This Rating Could Help You Pick Your Next Stock

How do you make investing decisions? Do you rely on fundamental indicators like price/earnings ratio, free cash flow, and earnings? Are you more technically inclined, relying on relative strength, price levels, and moving averages?

Maybe you’re both, and you’ve found it better to combine both fundamental and technical analysis into your stock research.

That’s exactly what Marc Chaikin thought. So the 40-year Wall Street veteran created the Chaikin Power Gauge stock rating as a way to make buy, sell, and hold decisions easy for everyday investors using the same metrics used by Wall Street professionals.

What Is It?

The Chaikin Power Gauge, the centerpiece of the Chaikin Analytics platform, is a 20-factor model, 85 percent of which is fundamental and 15 percent technical. Created in 2011, the gauge aims to forecast where a stock is headed over the next 3-6 months, and assigns a subsequent rating: green for bullish, red for bearish.

How It Works

The 20 factors in the Power Gauge are grouped into four components—financial metrics, earnings performance, price and volume, and expert opinions—with different weightings assigned to each.

Financial metrics, such as debt/equity ratio, make up the largest part of the Power Gauge. The single most important factor in the Chaikin Power Gauge is Free Cash Flow, or an analysis of how much cash a company actually generates.

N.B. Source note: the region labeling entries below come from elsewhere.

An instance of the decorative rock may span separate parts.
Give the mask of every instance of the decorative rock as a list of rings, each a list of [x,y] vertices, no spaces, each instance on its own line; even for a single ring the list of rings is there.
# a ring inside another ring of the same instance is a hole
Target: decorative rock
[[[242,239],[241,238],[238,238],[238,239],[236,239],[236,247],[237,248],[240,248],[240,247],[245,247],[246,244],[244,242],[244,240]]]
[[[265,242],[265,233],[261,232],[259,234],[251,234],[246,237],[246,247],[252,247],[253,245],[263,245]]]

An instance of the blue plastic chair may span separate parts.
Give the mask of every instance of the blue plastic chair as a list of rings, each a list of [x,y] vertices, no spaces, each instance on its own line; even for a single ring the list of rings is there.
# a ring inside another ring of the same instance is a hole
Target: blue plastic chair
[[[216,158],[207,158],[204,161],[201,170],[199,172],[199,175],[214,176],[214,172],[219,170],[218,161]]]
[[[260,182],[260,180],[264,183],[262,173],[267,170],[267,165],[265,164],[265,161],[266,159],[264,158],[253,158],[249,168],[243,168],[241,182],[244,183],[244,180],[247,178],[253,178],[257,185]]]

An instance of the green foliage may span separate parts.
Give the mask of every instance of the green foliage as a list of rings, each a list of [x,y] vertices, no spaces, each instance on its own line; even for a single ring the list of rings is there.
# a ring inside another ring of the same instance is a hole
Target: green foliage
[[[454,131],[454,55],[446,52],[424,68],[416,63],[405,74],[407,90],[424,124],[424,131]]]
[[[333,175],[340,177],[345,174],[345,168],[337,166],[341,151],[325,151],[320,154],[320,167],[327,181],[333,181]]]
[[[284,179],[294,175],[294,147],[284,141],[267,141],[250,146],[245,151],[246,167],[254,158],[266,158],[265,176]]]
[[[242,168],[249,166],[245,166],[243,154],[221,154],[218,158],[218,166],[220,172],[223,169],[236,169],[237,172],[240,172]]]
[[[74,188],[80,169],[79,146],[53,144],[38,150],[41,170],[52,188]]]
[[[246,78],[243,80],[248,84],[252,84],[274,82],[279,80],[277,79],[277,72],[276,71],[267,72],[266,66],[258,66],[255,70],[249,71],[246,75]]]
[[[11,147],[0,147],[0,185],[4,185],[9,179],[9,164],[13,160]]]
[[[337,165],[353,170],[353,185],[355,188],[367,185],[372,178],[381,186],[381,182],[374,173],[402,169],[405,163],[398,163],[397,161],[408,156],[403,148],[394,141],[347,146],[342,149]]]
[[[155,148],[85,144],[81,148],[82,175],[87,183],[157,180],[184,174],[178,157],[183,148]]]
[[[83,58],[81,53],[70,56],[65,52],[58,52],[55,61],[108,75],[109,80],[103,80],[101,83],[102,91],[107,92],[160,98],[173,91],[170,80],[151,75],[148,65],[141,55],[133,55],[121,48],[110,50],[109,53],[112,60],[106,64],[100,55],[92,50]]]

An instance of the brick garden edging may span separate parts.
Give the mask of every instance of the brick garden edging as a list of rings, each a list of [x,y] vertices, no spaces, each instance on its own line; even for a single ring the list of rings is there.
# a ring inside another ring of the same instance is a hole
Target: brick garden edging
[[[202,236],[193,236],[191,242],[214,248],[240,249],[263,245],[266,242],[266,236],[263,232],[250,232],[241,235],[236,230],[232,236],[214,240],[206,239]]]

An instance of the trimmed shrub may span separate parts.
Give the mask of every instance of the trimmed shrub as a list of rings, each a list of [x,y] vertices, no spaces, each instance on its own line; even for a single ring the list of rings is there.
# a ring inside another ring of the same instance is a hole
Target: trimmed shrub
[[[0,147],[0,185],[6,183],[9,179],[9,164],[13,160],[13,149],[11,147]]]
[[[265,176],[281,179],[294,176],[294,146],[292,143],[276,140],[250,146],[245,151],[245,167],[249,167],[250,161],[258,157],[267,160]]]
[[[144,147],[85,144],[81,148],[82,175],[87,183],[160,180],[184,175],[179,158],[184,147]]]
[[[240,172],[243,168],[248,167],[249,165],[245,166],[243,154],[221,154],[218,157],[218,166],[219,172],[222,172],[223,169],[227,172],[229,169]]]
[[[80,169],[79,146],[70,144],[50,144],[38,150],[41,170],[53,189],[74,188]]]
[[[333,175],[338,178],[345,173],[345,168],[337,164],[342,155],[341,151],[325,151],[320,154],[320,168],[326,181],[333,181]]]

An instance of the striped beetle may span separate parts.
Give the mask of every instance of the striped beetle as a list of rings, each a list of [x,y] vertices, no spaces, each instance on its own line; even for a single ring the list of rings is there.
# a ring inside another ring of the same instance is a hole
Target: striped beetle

Each of the 20 factors is scaled relative to either the stock's industry, or the overall market. These factors are weighted and combined into an overall Rating - either Very Bearish, Bearish, Neutral, Bullish, or Very Bullish - indicating the stock's likelihood of outperforming the market over the next 1-6 months.

What Does It Look Like?

A green rating indicates a bullish outlook on a stock to outperform the market over the next 3-6 months, while red indicates a bearish outlook to underperform. The pictures below show Bank of America Corp BAC’s Chaikin Power Gauge rating on February 28, 2017. You can see the Very Bullish rating, and how each of the gauge’s four categories are also broken down into their own ratings.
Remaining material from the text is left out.